Throughout the northern Jaffna area, tsunami survivors have yet to receive proper housing. Manitkadu was the worst affected village in the Jaffna Peninsula. About 170 people died when huge tidal waves hit this fishing village 38 km from Jaffna town. The survivors are still living in considerable hardship.
For nearly five years, the residents were kept at a camp three kilometres away. They were told that houses were being built for them at nearby Sinnakadal village, but the army did not allow them to go there once the war resumed.
In October, the security forces suddenly told them to leave for Sinnakadal, even though the houses were only half-built. After the wet season began, the houses flooded up to three feet deep. One villager told the WSWS: “Manitkadu, a highland, was wiped out by the tsunami. Sinnakadal is lowland. What will happen when another tsunami comes? Over the past five years we have faced the war, which was another tsunami.”
Another villager, who was recently released with his family from a government detention camp, said he had been given just 25,000 rupees—only enough to prepare the land for a house. The family was now living in a thatched house and his wife had recently given birth to a child. “We are living here in a helpless position,” he said angrily.

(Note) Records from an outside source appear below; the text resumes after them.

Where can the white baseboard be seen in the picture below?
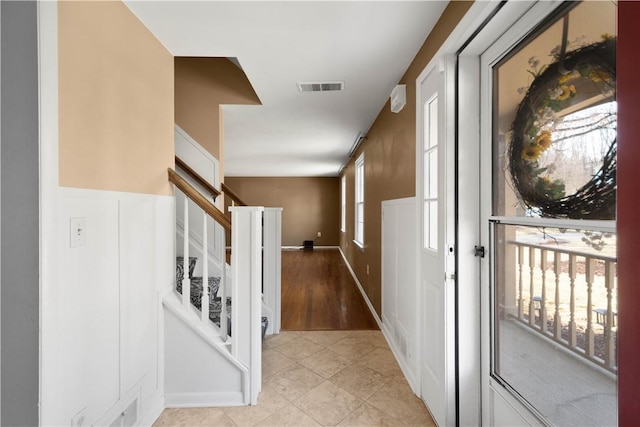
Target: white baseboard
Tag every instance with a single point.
(153, 414)
(289, 248)
(200, 400)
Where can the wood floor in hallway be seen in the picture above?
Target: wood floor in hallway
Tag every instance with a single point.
(319, 293)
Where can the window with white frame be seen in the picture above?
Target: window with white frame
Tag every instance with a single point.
(430, 165)
(359, 225)
(343, 204)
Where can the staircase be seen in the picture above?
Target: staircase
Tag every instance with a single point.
(215, 301)
(213, 333)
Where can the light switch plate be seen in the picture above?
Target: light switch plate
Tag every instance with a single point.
(77, 232)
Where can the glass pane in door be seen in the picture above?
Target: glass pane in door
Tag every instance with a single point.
(554, 284)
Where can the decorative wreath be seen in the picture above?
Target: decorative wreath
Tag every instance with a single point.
(550, 92)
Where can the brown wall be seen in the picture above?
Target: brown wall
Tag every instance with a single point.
(202, 85)
(310, 205)
(115, 101)
(390, 162)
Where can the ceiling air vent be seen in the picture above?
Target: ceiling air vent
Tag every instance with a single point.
(320, 86)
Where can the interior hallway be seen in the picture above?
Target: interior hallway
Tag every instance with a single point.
(320, 377)
(319, 293)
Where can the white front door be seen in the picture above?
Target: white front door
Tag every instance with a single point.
(437, 280)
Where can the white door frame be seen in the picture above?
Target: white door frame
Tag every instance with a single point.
(498, 407)
(466, 372)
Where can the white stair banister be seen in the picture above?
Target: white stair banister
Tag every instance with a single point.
(222, 290)
(272, 265)
(186, 280)
(246, 267)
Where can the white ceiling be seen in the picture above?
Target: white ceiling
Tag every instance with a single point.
(366, 44)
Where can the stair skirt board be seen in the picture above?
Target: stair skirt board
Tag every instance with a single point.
(197, 400)
(206, 374)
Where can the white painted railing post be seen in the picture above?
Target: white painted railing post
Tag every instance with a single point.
(246, 267)
(272, 266)
(204, 302)
(223, 288)
(186, 280)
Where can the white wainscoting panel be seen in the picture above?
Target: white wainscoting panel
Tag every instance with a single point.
(101, 322)
(399, 286)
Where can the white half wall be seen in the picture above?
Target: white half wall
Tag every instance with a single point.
(197, 371)
(399, 285)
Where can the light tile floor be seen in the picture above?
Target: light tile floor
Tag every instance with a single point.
(328, 378)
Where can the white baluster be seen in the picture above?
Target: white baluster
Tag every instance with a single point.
(272, 266)
(186, 281)
(204, 303)
(222, 290)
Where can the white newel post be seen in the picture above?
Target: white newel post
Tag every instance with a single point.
(246, 265)
(272, 265)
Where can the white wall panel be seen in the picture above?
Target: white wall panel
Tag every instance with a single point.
(399, 286)
(102, 324)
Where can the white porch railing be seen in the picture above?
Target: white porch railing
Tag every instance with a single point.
(569, 297)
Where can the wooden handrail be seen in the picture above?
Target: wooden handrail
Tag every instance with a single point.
(196, 177)
(232, 195)
(199, 199)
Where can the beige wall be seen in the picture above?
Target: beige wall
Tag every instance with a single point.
(202, 85)
(115, 100)
(310, 205)
(390, 160)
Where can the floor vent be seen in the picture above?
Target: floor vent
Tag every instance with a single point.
(320, 86)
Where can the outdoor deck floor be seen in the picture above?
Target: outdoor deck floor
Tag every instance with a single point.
(564, 387)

Flood-affected villagers had been provided with limited dry rations for two weeks only. Many people had gone to stay with relatives living in areas not affected by floods. One villager explained: “A private contractor built about 10 houses, but they are now flooded. No wells were built for many houses and none has a toilet. People are using nearby shrubs for toilet purposes. [Government minister] Douglas Devananda recently visited here and promised to fulfil all amenities in two weeks. But one month has passed and nothing has happened.”